= Lloyd Howard Perkins =

American Mormon bishop (1923–1999)

Lloyd Howard Perkins (October 6, 1923 – September 4, 1999) was the first deaf Bishop in the history of the Church of Jesus Christ of Latter-day Saints.

==Biography==
He was born in Ogden, Utah, to James Emery Perkins and Lila Luella Bess Perkins. He served as a Stake Missionary in Scottsdale, Arizona, and held many positions in the Church. He served on the High Council in the Salt Lake Park Stake. In his later years, despite poor health, he completed a mission with his wife in the Norway Oslo Mission. He lost his ability to hear due to spinal meningitis. He married Vynola Dean Kernell on June 6, 1946, and later divorced. He married Madelaine Peterson Burton on December 27, 1976.

He did more than serve as the first deaf Bishop for the first deaf ward in the history of the LDS Church. He gave credence to a Utah subculture. "Having their own ward meant that deaf people were able to be recognized as having their own language," said Perkins' son.

==Public life==
He influenced the passage of the Americans with Disabilities Act. He served on the Governor's Committee to educate others about the act and to fight for total communication teaching in Utah's schools.

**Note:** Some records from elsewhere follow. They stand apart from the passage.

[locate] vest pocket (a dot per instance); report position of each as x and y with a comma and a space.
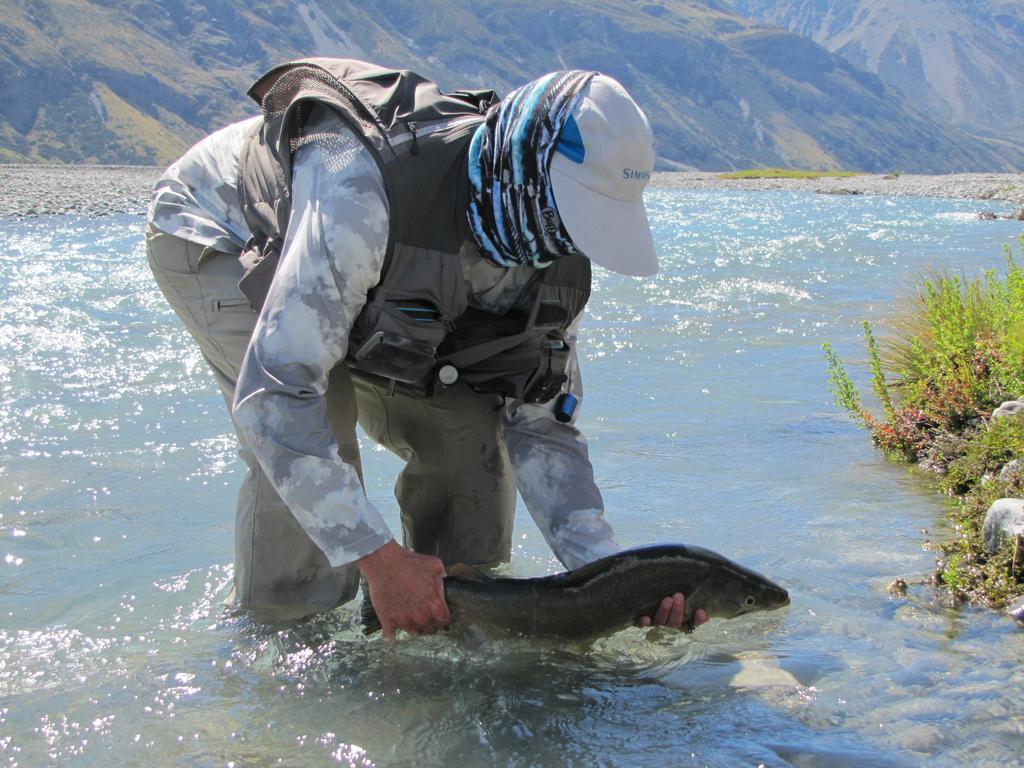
398, 332
398, 347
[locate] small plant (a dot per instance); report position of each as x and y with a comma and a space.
956, 354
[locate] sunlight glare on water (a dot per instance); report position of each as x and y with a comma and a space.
710, 423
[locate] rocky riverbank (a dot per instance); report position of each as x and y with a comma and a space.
43, 189
1006, 187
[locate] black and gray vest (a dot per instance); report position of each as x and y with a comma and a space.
415, 328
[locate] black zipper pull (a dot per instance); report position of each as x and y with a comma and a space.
412, 129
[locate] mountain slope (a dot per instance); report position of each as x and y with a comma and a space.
136, 81
961, 60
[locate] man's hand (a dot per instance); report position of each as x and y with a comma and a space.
671, 612
407, 590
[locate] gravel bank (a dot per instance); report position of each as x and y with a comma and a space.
41, 189
999, 187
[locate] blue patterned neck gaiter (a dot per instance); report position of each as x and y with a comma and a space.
512, 211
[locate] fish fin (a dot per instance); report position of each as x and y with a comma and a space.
585, 572
463, 572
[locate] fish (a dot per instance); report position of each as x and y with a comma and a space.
607, 595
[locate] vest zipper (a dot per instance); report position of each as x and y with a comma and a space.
415, 150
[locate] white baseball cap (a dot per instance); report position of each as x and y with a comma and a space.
602, 163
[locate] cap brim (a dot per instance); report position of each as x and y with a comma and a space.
611, 232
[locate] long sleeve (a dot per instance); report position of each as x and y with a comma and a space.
332, 256
556, 480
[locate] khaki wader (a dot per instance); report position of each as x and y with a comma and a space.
456, 494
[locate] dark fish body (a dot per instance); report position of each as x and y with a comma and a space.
609, 594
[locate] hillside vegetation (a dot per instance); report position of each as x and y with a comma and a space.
134, 81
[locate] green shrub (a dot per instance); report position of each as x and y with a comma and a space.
956, 353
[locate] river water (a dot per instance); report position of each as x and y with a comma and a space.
710, 423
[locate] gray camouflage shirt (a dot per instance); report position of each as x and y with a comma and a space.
332, 256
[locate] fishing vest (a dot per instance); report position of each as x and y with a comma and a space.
416, 328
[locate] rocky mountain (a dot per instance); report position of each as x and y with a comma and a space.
136, 81
961, 60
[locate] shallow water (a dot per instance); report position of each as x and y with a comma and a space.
710, 423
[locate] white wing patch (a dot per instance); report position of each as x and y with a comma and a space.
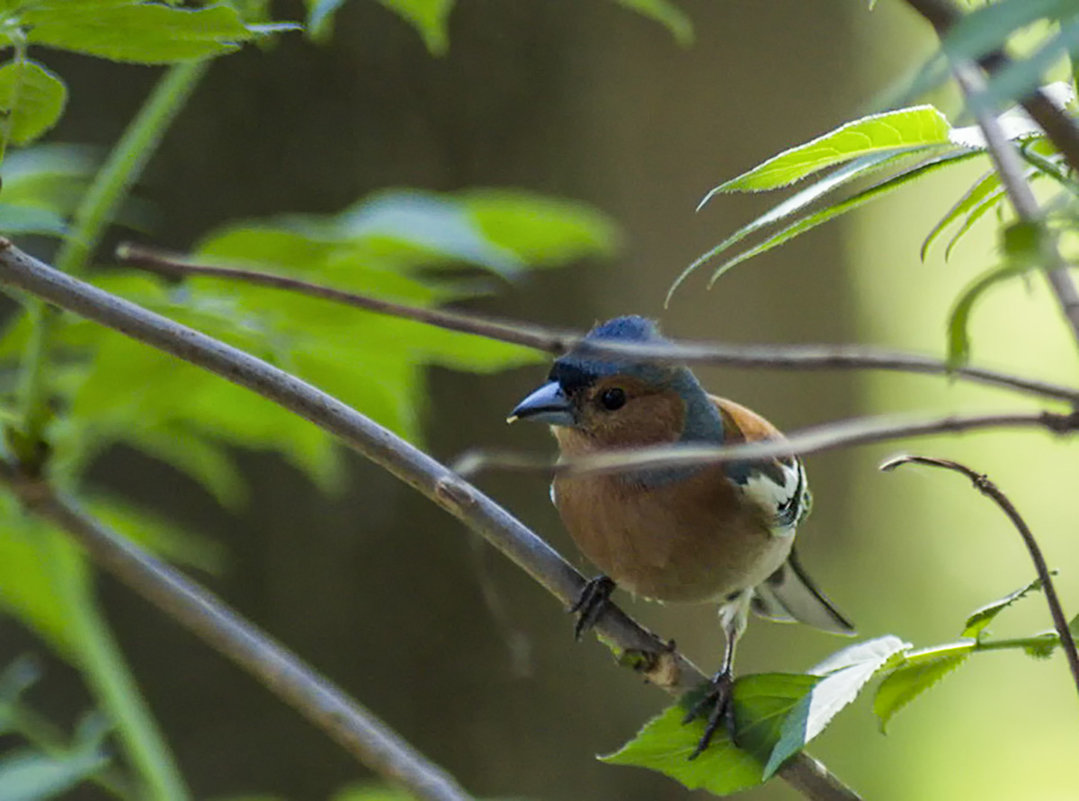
784, 503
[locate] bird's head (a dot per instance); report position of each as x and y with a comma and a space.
623, 402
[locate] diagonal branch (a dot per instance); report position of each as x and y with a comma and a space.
327, 706
814, 439
557, 342
983, 485
664, 665
1060, 130
943, 15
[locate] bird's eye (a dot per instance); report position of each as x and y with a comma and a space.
613, 398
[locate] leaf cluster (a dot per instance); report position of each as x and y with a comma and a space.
776, 715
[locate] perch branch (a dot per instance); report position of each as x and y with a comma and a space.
557, 342
983, 485
357, 730
814, 439
668, 668
1060, 130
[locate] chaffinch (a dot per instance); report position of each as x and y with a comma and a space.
721, 533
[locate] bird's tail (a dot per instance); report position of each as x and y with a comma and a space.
789, 595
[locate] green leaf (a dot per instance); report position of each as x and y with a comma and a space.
1022, 76
917, 673
321, 17
1023, 246
538, 230
369, 791
667, 14
984, 615
28, 588
857, 168
987, 28
986, 187
856, 201
27, 219
1042, 647
31, 776
429, 17
158, 534
919, 126
665, 745
142, 34
845, 674
987, 203
32, 98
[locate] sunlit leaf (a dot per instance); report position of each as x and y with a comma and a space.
984, 615
987, 186
986, 28
917, 673
429, 17
370, 792
31, 98
855, 170
919, 126
805, 223
144, 34
321, 16
667, 14
845, 674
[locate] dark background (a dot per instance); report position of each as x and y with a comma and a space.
383, 592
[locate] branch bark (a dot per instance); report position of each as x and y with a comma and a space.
557, 342
357, 730
667, 667
814, 439
987, 488
1060, 130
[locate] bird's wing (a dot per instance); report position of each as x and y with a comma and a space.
789, 595
778, 486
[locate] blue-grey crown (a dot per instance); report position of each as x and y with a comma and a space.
576, 369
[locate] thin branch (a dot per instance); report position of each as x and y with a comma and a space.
356, 729
1060, 130
664, 666
943, 15
814, 439
557, 342
983, 485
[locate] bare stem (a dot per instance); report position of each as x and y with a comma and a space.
1060, 130
814, 439
557, 342
666, 667
983, 485
356, 729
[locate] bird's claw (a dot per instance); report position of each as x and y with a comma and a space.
595, 597
719, 704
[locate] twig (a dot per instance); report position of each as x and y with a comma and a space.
814, 439
943, 15
667, 668
557, 342
1061, 131
356, 729
983, 485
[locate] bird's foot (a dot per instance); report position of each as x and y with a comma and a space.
718, 703
595, 597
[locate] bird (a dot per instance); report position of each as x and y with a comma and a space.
707, 533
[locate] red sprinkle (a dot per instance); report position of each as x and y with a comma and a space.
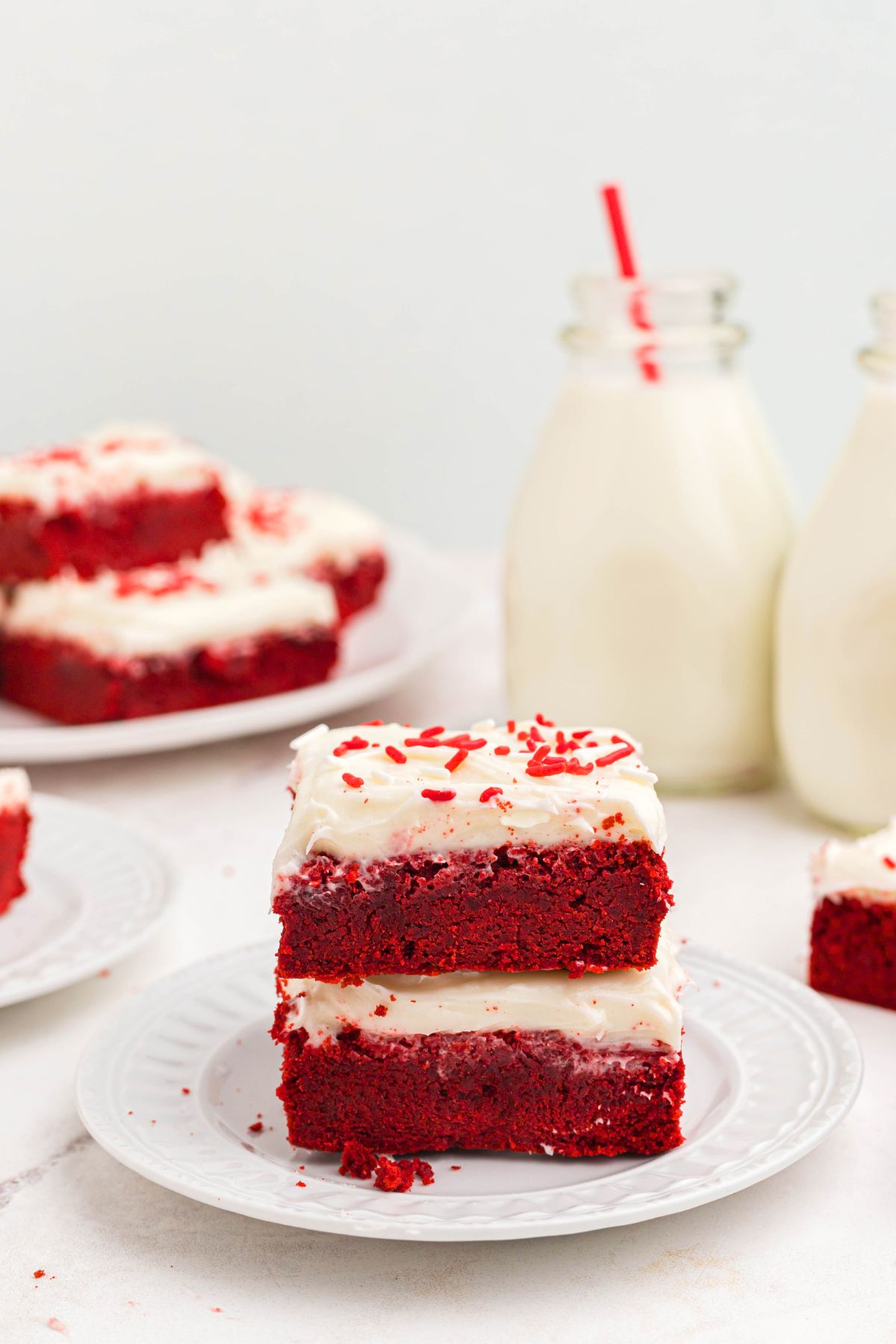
615, 756
576, 768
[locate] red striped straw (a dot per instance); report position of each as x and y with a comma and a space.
629, 270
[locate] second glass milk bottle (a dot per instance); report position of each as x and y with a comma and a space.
648, 538
837, 618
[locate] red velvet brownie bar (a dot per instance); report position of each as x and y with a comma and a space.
853, 929
15, 823
532, 1062
521, 847
160, 640
116, 499
312, 532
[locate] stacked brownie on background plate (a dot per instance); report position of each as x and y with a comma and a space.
146, 577
472, 951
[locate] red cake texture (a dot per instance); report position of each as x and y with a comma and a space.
121, 532
13, 841
355, 588
575, 907
67, 683
531, 1092
853, 951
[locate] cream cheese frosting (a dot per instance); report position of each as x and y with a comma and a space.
282, 531
864, 868
164, 611
615, 1008
15, 789
375, 791
108, 463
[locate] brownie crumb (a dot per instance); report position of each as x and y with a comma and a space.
358, 1160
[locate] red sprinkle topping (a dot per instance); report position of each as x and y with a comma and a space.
576, 768
615, 756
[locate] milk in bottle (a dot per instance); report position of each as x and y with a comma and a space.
837, 620
648, 537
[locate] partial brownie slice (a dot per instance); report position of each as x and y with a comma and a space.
117, 499
853, 929
521, 847
312, 532
15, 824
160, 640
529, 1062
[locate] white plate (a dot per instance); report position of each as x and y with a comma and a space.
771, 1068
96, 890
422, 605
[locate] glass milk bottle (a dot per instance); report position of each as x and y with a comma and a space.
837, 618
648, 537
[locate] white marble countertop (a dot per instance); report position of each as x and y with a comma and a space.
805, 1256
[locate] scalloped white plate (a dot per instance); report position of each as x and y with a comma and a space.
771, 1068
96, 890
421, 609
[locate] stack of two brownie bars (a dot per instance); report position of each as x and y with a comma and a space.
470, 951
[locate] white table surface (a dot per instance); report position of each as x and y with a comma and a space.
809, 1254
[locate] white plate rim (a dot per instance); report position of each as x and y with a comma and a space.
108, 833
54, 742
844, 1058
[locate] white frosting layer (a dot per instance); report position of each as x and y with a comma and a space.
108, 463
615, 1008
864, 868
282, 531
15, 789
166, 609
388, 813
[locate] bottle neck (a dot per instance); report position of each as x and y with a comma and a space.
653, 329
880, 359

"In the 1960s, there was a big fight between all those educators who wanted only lip-reading taught in schools-no sign language. He believed they should teach total communication, or both sign language and lip reading. He led the fight for it," Kerry Perkins said

In 1975, Perkins donated a Teletype machine to the Salt Lake Police Department. It enabled deaf families with a similar unit to call the department when they needed help.